Chaves may have evidence to back his arguments especially regarding the amounts invested in education and the disproportionately poor results. In recent years, there has been a sharp decline in the quality of public education, exacerbated by the pandemic; think tank Estado de la Nación dubbed it an “educational blackout” in 2021. The “worst crisis of the last decades” is having a negative impact on the sector which assists almost 1.2 million students amounting to 23% of the population, and which has allowed Costa Rica to compete with Latin America’s economic powers, such as Chile, Mexico and Uruguay.
The Education Minister, Anna Katharina Müller, promises to recover these standards despite the overhaul of management and the criticism from teachers’ unions and opposition MPs regarding the lack of a clear strategy for the students she refers to as “the glass generation.” Müller has clashed with the university authorities, particularly since deciding to post her arguments on TikTok with messages the rectors claim to be false, a recurrent accusation leveled against Chaves’ administration.

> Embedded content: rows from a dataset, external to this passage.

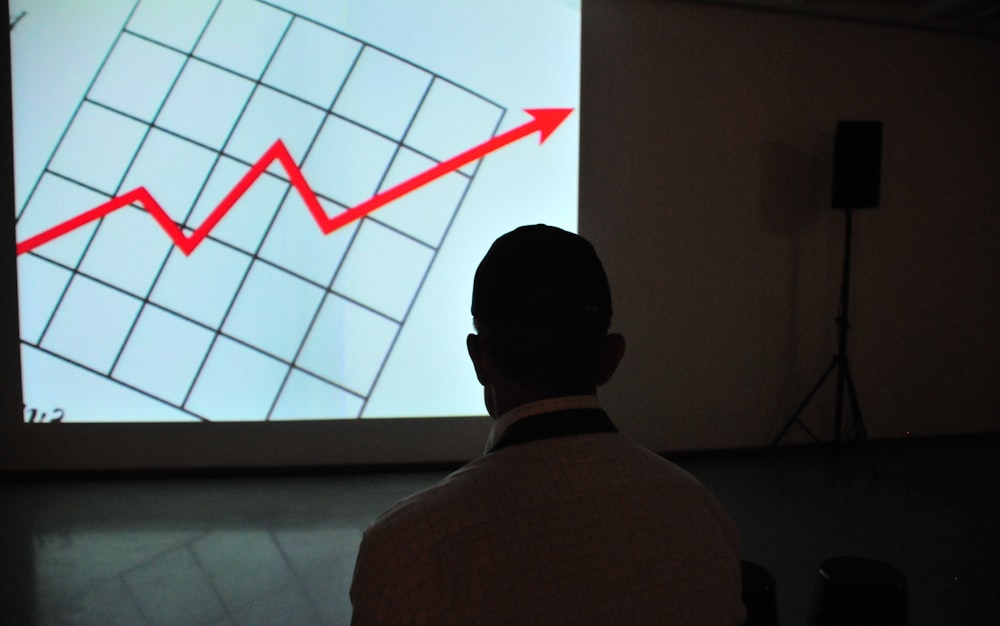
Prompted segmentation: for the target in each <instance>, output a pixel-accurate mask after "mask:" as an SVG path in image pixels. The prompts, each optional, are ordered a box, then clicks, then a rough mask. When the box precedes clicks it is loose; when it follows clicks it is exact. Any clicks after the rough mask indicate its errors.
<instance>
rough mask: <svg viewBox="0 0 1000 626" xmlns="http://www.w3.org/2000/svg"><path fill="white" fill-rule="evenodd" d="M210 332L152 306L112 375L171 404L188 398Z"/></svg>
mask: <svg viewBox="0 0 1000 626" xmlns="http://www.w3.org/2000/svg"><path fill="white" fill-rule="evenodd" d="M212 337H213V333H212V332H211V331H209V330H207V329H205V328H202V327H201V326H198V325H197V324H192V323H191V322H188V321H186V320H184V319H182V318H180V317H177V316H176V315H173V314H171V313H168V312H166V311H163V310H161V309H159V308H157V307H155V306H147V307H145V308H144V309H143V310H142V313H140V315H139V321H138V322H137V323H136V325H135V328H134V329H133V330H132V335H131V336H130V337H129V339H128V342H127V343H126V344H125V350H124V351H123V352H122V355H121V358H120V359H119V360H118V364H117V365H116V366H115V369H114V371H113V372H112V373H111V374H112V377H113V378H115V379H116V380H120V381H122V382H125V383H128V384H130V385H132V386H134V387H138V388H139V389H142V390H143V391H145V392H147V393H150V394H152V395H154V396H156V397H158V398H162V399H164V400H167V401H168V402H171V403H173V404H177V405H179V404H181V403H182V402H183V401H184V397H185V396H186V395H187V392H188V389H190V387H191V383H192V382H193V381H194V377H195V376H196V375H197V373H198V368H199V367H200V365H201V362H202V359H204V358H205V353H206V352H207V351H208V346H209V345H210V344H211V342H212Z"/></svg>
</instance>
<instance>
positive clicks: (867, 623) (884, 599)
mask: <svg viewBox="0 0 1000 626" xmlns="http://www.w3.org/2000/svg"><path fill="white" fill-rule="evenodd" d="M812 623H813V624H814V626H869V625H871V626H907V624H908V623H909V615H908V610H907V598H906V577H905V576H903V574H902V573H900V572H899V570H897V569H896V568H894V567H892V566H890V565H887V564H885V563H882V562H880V561H875V560H872V559H866V558H862V557H850V556H845V557H836V558H832V559H828V560H826V561H824V562H823V564H822V565H821V566H820V568H819V573H818V576H817V580H816V594H815V597H814V599H813V622H812Z"/></svg>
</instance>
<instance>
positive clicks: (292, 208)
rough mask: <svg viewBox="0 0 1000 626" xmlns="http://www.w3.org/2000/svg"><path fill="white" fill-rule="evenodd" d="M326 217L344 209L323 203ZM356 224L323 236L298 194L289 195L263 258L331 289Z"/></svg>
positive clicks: (263, 255) (274, 228)
mask: <svg viewBox="0 0 1000 626" xmlns="http://www.w3.org/2000/svg"><path fill="white" fill-rule="evenodd" d="M320 204H321V205H322V206H323V209H324V210H325V211H326V213H327V215H334V214H336V213H339V212H340V211H342V209H341V208H340V207H339V206H337V205H335V204H332V203H330V202H327V201H325V200H322V199H321V200H320ZM357 228H358V223H357V222H353V223H351V224H348V225H346V226H344V227H342V228H338V229H337V230H335V231H334V232H332V233H330V234H328V235H324V234H323V231H321V230H320V229H319V226H318V225H317V224H316V220H315V219H313V216H312V214H311V213H309V209H308V208H306V205H305V203H304V202H302V198H301V197H299V195H298V194H297V193H292V194H289V196H288V198H287V199H286V200H285V203H284V205H283V206H282V209H281V211H279V212H278V217H277V218H276V219H275V220H274V224H272V225H271V230H270V231H269V232H268V234H267V239H266V240H265V241H264V245H263V247H261V250H260V256H261V257H262V258H264V259H267V260H268V261H271V262H273V263H275V264H276V265H279V266H281V267H284V268H286V269H287V270H288V271H290V272H295V273H296V274H298V275H299V276H302V277H304V278H306V279H308V280H311V281H313V282H315V283H317V284H319V285H323V286H328V285H329V284H330V281H331V280H333V274H334V272H336V271H337V267H339V266H340V261H341V259H343V258H344V253H345V252H346V251H347V246H349V245H350V243H351V240H352V239H353V238H354V231H355V230H357Z"/></svg>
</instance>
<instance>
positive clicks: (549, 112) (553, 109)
mask: <svg viewBox="0 0 1000 626" xmlns="http://www.w3.org/2000/svg"><path fill="white" fill-rule="evenodd" d="M524 112H525V113H527V114H528V115H530V116H531V117H533V118H535V121H534V122H529V123H531V124H533V125H534V126H535V128H536V129H537V130H538V131H539V133H541V137H539V139H538V143H543V142H544V141H545V140H546V139H548V138H549V135H551V134H552V133H553V132H554V131H555V129H556V128H558V127H559V125H560V124H562V123H563V120H565V119H566V118H567V117H569V114H570V113H572V112H573V109H525V110H524Z"/></svg>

“We are not fighting for money or abstract principles, we are fighting for living conditions,” said María José, a university student who had been at the student protest. She is at odds with her father who agrees with the budget cuts to state universities. “What I say to him is that, yes, we must improve how the universities work, but we cannot fall into the trap of thinking that the way to do this is to undermine them. Chaves wants this simply because he cannot control them, and he likes to control everything.” She was angry after hearing Chaves questioning the existence of degrees with less job prospects at the University of Costa Rica (UCR). This is where Chaves himself embarked on a degree in economics without much success, as he himself regularly points out.
The confrontation between the government and the five public universities, represented by the National Council of Rectors (Conare), has been intense. The National Council claims to be defending more than their budget: “When the budget for public education is cut and the constitutional mandate to reach at least 8% of the GDP is abandoned, our specific case is ignored, our history is erased and our Magna Carta, which far from being populist, is the fundamental law that regulates our coexistence in democracy, is violated,” it stated.
But Chaves claims to be defending the CCSS and public education, including universities, because he maintains that his government only wants to improve how they function for the benefit of the “people,” a collective he frequently pits against “the rich” and privileged. It is a motif he falls back on in almost every speech, including the one railing against the Judiciary and the Constitutional Chamber, a court that has issued several rulings against his administration. The most recent at the end of June meant the government being forced to reinstate CCSS directors representing workers, almost half a year after they were dismissed.